A Oujda, les membres du comité de soutien se sont rendu, par ailleurs, à l’hôpital où est soigné l’adolescent renversé par un véhicule de police, lors des affrontements du 14 mars. Abdeslam Laâziz nous indique que l’état du jeune est stationnaire, mais il doit être encore surveillé : «Il a été opéré et il a un problème au niveau de ses membres inférieurs. Il n’arrive pas à faire bouger ses jambes. Sa famille est inquiète car il pourrait passer encore du temps à l’hôpital.»

Mardi lors de la visite du comité, celui-ci a également tenu un sit-in qui a rassemblé les militants de la région, rapporte encore Laâziz :

«Nous avons assisté à une partie des audiences dans le cadre du procès des jeunes du Hirak. Nous avons rencontré quelques parents de détenus et nous nous sommes réunis avec nos militants à Jerada, qui publieront un rapport sur la situation actuelle et nous le feront parvenir.»

A la crise politique dans la région s’ajoute ainsi la crise de confiance. Abdeslam Laâziz nous fait part de la nécessité de rétablir ces liens entre acteurs politiques et civils à Jerada :

«Le dialogue doit continuer. Les détenus du Hirak doivent être libérés. Les manifestations ne se tiennent plus à Jerada avec la même ampleur des premières semaines, mais chaque soir, des rassemblements ont lieu dans tous les quartiers de la ville.»

De la guerre des mots

C’est à l’occasion de l’intervention du Wali de l’Oriental à la Chambre des représentants qu’ont été notamment évoquées les contestations sociales et économiques, au rythme desquelles Jerada vit depuis décembre 2017.

Dans ce sens, le ministre de l’Intérieur, Abdelouafi Laftit, a accusé de récupération l’association Al Adl Wal Ihsane (AWI) et deux organisations membres du comité de soutien au Hirak (le parti de la Voie démocratique et l’Association marocaine des droits humains – AMDH).

Revenant sur cette confrontation verbale, Abdeslam Laâziz nous rappelle quelques principes de son adhésion au comité de soutien :

«La position des partis de la Fédération de la gauche démocratique ne date pas d’hier et n’est pas liée au Hirak de Jerada.
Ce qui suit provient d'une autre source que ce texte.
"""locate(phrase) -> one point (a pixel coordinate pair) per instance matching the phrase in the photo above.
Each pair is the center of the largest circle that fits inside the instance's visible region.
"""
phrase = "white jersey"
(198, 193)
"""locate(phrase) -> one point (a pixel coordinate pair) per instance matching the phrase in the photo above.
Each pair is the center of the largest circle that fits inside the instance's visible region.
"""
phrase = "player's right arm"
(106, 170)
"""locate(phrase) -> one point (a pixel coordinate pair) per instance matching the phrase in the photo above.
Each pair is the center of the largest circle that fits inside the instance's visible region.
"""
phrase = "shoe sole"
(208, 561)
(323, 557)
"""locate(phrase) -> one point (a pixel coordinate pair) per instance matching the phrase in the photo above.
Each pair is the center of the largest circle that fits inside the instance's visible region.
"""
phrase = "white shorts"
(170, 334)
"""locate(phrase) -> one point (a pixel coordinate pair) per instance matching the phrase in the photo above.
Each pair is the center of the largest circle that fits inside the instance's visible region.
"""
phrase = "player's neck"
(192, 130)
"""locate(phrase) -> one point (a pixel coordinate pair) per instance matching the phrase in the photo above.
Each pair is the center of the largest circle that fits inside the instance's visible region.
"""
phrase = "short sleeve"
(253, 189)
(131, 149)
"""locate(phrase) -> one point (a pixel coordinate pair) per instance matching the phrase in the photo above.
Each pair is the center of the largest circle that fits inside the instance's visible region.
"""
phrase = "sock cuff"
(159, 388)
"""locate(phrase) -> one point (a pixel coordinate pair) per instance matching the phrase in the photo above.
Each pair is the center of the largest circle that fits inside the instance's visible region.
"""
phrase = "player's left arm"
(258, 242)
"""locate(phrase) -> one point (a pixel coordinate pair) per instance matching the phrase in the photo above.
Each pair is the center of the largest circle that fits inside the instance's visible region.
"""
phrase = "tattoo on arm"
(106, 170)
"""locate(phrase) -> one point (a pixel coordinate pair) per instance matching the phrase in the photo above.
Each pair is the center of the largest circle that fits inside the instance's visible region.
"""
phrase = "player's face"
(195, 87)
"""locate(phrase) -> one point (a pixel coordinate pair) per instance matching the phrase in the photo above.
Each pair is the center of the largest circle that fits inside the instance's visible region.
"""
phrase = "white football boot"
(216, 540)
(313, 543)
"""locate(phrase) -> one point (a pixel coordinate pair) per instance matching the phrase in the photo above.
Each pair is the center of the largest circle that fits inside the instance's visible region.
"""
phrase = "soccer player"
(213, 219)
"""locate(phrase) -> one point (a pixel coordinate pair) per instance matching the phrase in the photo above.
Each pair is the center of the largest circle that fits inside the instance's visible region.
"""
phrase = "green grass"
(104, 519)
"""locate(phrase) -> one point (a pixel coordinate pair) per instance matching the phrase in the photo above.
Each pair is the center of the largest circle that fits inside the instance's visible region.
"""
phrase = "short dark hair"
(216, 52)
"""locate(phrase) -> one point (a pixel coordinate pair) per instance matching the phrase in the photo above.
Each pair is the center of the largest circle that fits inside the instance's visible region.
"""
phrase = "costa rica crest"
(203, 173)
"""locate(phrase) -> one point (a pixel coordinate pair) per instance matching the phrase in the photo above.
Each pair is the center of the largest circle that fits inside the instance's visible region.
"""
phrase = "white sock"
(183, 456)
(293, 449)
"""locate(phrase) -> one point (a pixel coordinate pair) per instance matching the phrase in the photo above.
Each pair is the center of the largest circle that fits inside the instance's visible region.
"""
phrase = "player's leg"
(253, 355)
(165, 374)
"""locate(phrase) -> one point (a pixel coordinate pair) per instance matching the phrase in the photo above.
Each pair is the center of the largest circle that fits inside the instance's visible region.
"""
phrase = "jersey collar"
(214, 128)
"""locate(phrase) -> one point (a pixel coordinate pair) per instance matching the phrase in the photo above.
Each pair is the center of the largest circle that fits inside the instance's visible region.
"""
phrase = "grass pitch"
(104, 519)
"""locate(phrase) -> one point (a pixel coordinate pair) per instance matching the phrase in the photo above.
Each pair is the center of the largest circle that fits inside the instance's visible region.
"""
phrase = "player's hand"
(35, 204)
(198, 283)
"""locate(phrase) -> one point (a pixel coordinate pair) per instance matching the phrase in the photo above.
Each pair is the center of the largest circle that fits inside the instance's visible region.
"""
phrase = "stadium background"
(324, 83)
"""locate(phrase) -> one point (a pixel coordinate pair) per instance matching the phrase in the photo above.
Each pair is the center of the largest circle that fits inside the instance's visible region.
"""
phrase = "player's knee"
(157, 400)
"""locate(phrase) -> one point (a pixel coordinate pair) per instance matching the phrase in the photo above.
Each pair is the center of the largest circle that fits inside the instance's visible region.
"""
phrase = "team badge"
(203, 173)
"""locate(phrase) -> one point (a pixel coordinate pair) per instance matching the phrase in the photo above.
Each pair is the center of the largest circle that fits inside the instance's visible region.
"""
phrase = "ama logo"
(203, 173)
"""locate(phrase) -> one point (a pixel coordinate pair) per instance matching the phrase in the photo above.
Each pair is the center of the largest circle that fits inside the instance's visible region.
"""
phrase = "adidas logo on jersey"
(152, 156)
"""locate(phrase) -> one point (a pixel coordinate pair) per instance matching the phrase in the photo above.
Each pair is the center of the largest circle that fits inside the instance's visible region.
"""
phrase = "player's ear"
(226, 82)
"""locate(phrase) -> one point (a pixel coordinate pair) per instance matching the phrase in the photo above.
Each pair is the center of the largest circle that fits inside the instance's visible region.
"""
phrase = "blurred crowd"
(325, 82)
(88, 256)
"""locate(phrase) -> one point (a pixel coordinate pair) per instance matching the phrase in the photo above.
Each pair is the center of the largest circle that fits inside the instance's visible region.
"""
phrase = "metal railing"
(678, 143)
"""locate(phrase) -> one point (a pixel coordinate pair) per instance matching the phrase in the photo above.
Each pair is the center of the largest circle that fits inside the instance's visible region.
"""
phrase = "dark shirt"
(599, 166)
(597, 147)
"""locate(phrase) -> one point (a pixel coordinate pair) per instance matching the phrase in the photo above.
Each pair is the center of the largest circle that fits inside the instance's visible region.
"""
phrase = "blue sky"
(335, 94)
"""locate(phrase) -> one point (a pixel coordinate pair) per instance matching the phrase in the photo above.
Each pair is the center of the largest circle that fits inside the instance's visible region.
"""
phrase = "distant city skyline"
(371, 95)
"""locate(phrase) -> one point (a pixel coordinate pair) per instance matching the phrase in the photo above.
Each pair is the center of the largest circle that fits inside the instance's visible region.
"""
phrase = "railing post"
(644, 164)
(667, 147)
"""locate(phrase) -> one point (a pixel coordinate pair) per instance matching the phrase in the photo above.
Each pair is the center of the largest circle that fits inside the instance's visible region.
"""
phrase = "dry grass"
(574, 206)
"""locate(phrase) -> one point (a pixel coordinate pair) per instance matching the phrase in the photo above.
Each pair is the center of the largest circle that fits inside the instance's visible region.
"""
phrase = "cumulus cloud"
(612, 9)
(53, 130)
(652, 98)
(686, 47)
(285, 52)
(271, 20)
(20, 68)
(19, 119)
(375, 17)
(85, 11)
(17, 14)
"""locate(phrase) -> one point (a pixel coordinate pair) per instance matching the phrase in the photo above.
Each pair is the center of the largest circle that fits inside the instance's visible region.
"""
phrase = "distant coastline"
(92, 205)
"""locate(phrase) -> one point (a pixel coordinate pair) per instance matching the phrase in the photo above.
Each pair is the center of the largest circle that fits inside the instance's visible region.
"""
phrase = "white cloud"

Dans notre plate-forme politique, nous considérons qu’il n’y a pas à travailler avec AWI. C’est notre position.»

Pour le militant, «il existe une situation sociale qui pousse les gens, toutes tendances confondues, à manifester. Mais cela ne veut pas dire que ce sont eux qui contrôlent le Hirak. C’est la situation sociale et économique de Jerada qui a poussé les gens à manifester et non pas les manœuvres de uns ou des autres».